Un patron camaretois, Pierre Douguet, qui avait été un des pionniers de Rochebonne en construisant un nouveau sloop langoustier dès 1899, décida d'aller prospecter au nord, sur les côtes des Cornouailles anglaises.
Il avait entendu dire par des capitaines de cabotage en escale à Camaret que les côtes de Cornouailles anglaises étaient riches en crustacés et que les anglais négligeaient la langouste au profit du homard. Ces propos étaient confirmés par l'équipage du "Well-Come", un caboteur anglais qui venait régulièrement à Sein acheter du homard.
Sur son sloop ponté « L’Aventurier », construit chez Keraudren, 15.44 tonneaux pour une longueur de 11.62 m, muni d’un vivier pouvant contenir 800 kg de langoustes, il navigue jusqu’aux îles Scilly et commence l’exploration.
Un soir d'été de 1902, Pierre Douguet, dans un débit de Camaret avec d'autres patrons pêcheurs. Il leur annonça son intention d'aller voir en Angleterre s'il n'y aurait rien à pêcher. Des capitaines au cabotage rencontrés au cours de ses voyages précédents lui avaient affirmé qu'il y avait quelque-chose à faire par là. Ils lui avaient même indiqué certains parages du côté de la Cornouailles. D'ailleurs le Well-Com, le bateau anglais qui achetait des homards à l'île de Sein, confirmait le renseignement.
Douguet pourtant ne put convaincre ses interlocuteurs. On craignait de nouveaux déboires et Douguet lui-même abandonna un instant son projet et partit à nouveau pour l'Espagne. Mais arrivé à Sein il fit demi-tour, gagna Brest, acheta les cartes qui lui étaient nécessaires et partit pour l'Angleterre. Il atteignit les Sorlingues, y mouilla ses casiers et prit en deux levées : 96 langoustes et 32 homards. Il revint aussitôt et vendit ses crustacés à Port-Louis à la douzaine. Pendant les campagnes suivantes il lui arriva de les vendre à la pièce ou au poids.

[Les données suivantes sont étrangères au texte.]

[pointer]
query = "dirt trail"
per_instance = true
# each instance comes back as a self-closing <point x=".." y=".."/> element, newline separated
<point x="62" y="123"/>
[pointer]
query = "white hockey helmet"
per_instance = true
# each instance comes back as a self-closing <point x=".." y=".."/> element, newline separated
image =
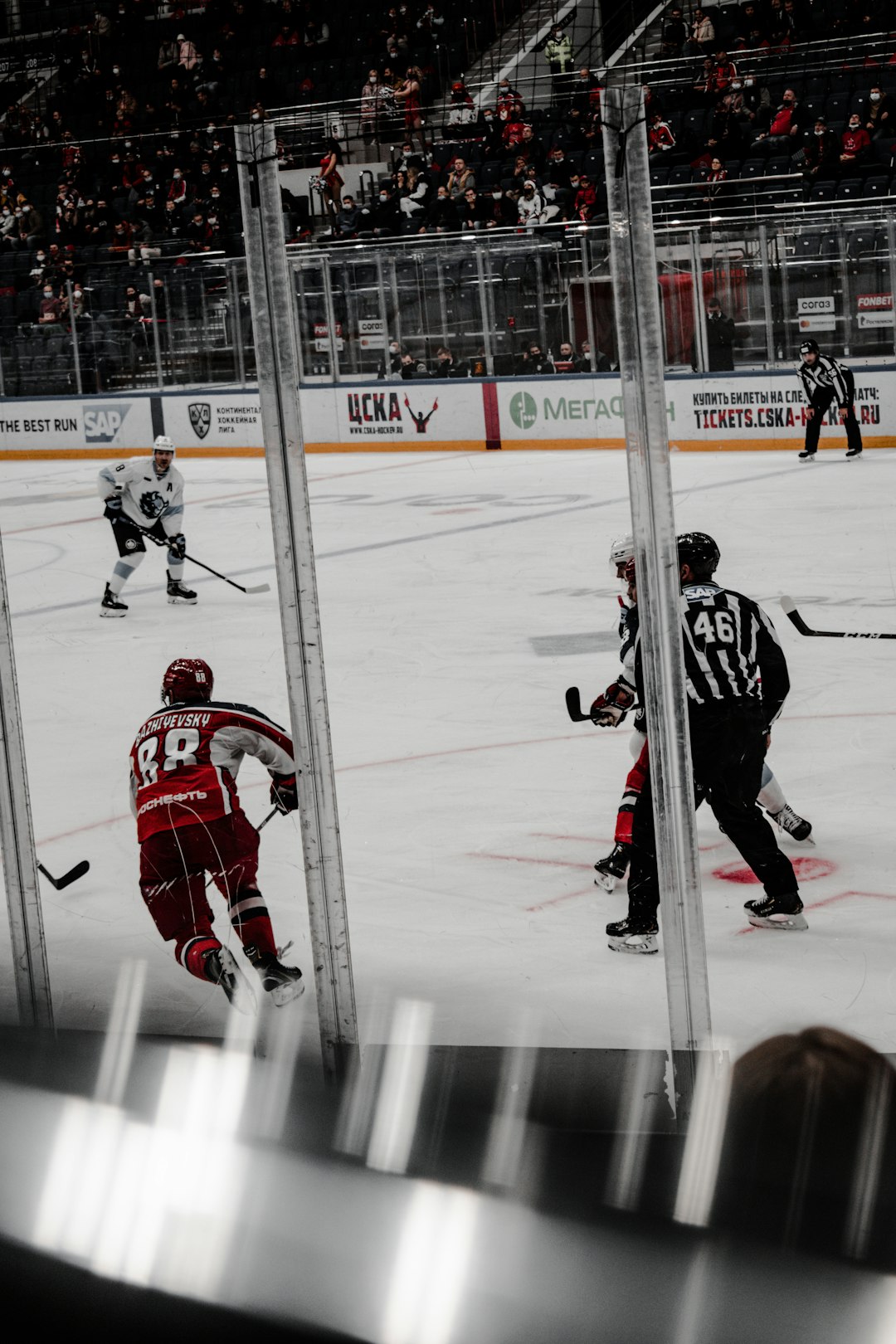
<point x="622" y="550"/>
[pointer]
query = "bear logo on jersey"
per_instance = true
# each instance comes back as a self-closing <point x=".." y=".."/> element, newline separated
<point x="151" y="503"/>
<point x="199" y="418"/>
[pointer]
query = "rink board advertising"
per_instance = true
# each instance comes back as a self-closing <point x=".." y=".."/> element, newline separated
<point x="704" y="414"/>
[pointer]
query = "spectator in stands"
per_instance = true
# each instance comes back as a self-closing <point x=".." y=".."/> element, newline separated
<point x="720" y="338"/>
<point x="879" y="113"/>
<point x="855" y="143"/>
<point x="329" y="178"/>
<point x="566" y="360"/>
<point x="660" y="138"/>
<point x="349" y="218"/>
<point x="461" y="110"/>
<point x="373" y="95"/>
<point x="472" y="210"/>
<point x="821" y="153"/>
<point x="509" y="101"/>
<point x="715" y="179"/>
<point x="449" y="368"/>
<point x="558" y="52"/>
<point x="538" y="362"/>
<point x="703" y="34"/>
<point x="783" y="127"/>
<point x="599" y="364"/>
<point x="500" y="208"/>
<point x="50" y="309"/>
<point x="444" y="216"/>
<point x="585" y="201"/>
<point x="168" y="54"/>
<point x="533" y="207"/>
<point x="409" y="95"/>
<point x="414" y="194"/>
<point x="533" y="147"/>
<point x="387" y="217"/>
<point x="460" y="179"/>
<point x="674" y="32"/>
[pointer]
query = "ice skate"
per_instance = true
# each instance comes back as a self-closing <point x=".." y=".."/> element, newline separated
<point x="791" y="823"/>
<point x="281" y="983"/>
<point x="777" y="913"/>
<point x="222" y="969"/>
<point x="637" y="936"/>
<point x="110" y="605"/>
<point x="613" y="867"/>
<point x="178" y="593"/>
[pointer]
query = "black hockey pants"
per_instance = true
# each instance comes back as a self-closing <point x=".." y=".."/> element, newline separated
<point x="820" y="403"/>
<point x="728" y="749"/>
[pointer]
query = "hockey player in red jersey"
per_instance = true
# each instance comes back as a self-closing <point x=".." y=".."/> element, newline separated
<point x="190" y="823"/>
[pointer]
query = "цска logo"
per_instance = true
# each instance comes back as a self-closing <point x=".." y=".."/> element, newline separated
<point x="199" y="418"/>
<point x="523" y="410"/>
<point x="104" y="422"/>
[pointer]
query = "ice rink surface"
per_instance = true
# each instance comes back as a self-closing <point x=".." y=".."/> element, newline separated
<point x="460" y="597"/>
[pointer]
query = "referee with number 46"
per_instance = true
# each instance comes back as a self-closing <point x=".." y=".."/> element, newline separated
<point x="825" y="381"/>
<point x="737" y="680"/>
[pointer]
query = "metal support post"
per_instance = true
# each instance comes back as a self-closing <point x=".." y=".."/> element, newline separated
<point x="586" y="288"/>
<point x="484" y="311"/>
<point x="17" y="841"/>
<point x="766" y="296"/>
<point x="156" y="347"/>
<point x="700" y="334"/>
<point x="271" y="293"/>
<point x="381" y="286"/>
<point x="74" y="338"/>
<point x="891" y="256"/>
<point x="633" y="265"/>
<point x="331" y="318"/>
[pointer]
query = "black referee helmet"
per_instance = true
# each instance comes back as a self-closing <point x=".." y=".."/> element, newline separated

Mais c'est beaucoup plus tard que cette coutume s'est généralisée.
Douguet n'eut qu'un mot à dire à son retour à Camaret pour que tous les bateaux le suivissent avec confiance. Il n'y avait alors que 17 langoustiers dans le port. Leur tonnage variait entre 10 et 15 tonneaux. Dix ans après le nombre des bateaux était dix fois plus élevé et le tonnage moyen avait triplé. La découverte des fonds d'Angleterre avait presque à elle seule permis un tel essor. P. Douguet devint maire de Camaret. En 1930, on lui a remis la Légion d'honneur. Actuellement, c'est toujours en Angleterre, sur la pointe de Cornouailles, autour des îles Scilly, que la plupart des pêcheurs Camaretois vont jeter leurs casiers. Bien que des gens du Conquet et de Paimpol viennent les y rejoindre, ils y forment toujours la grande majorité.
Dès les premiers essais, du côté de "Seven Stones" il pêche de la langouste et du homard. A son retour à Camaret il ébruite la nouvelle. Au deuxième voyage ils sont 3 bateaux, au troisième 17, à cingler vers les îles Sorlingues (ou Scilly) qui devinrent rapidement la base préférée des pêcheurs de Camaret.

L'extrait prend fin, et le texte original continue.